President Donald Trump asked the man he was considering as temporary FBI director how he had voted in the 2016 presidential election, according to a person familiar with the discussion.

The question was directed to Andrew G. McCabe, the bureau’s deputy director.

Trump abruptly fired the director of the FBI, James B. Comey, in May, and at the time, the president openly discussed the need for any successor to be “loyal,” according to an adviser to the president.

The week that Comey was fired, McCabe met with Trump a handful of times, a person familiar with the meetings said.

It was at one of those meetings that Trump asked McCabe whom he had voted for, another person familiar with the encounters said. McCabe said he had not voted. The exchange was first reported by The Washington Post.

The question was unusually and overtly political for an interview related to a position in the Justice Department, which is supposed to maintain its independence from politics.

At their final meeting, Trump offered McCabe the job and told him he planned to give him the role of acting director. The president also said that he planned to make an appearance that week at FBI Headquarters to bolster morale. McCabe told Trump that it would be a risky move after firing a well-respected director, so the president scuttled the trip, citing scheduling conflicts.

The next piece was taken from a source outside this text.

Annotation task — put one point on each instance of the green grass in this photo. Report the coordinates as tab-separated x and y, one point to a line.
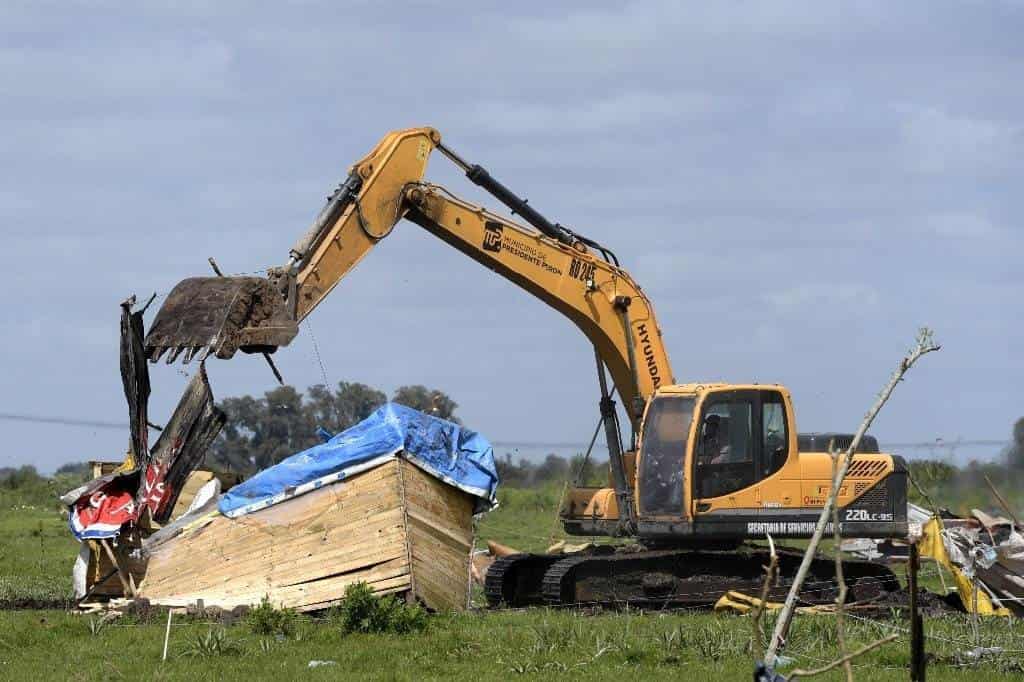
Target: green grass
37	551
472	646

For weeks, Trump and his allies have focused their ire on McCabe. McCabe’s wife was a candidate for Virginia state Senate in 2015, and she received donations from the super PAC supporting Terry McAuliffe, the state’s governor at the time, who was a longtime ally of Hillary Clinton’s.

A White House official confirmed Tuesday night that Trump had asked the question, saying it was in the context of first asking about McCabe’s family, which led to a discussion about McAuliffe and then to how McCabe had voted. The FBI declined to comment.

Trump has also assailed the independence of the FBI, and has described its reputation as being “in Tatters,” a stunning broadside from a sitting president against a law enforcement agency he oversees. Comey has testified publicly and under oath that Trump asked for his loyalty in one of their meetings. Trump has denied the allegation.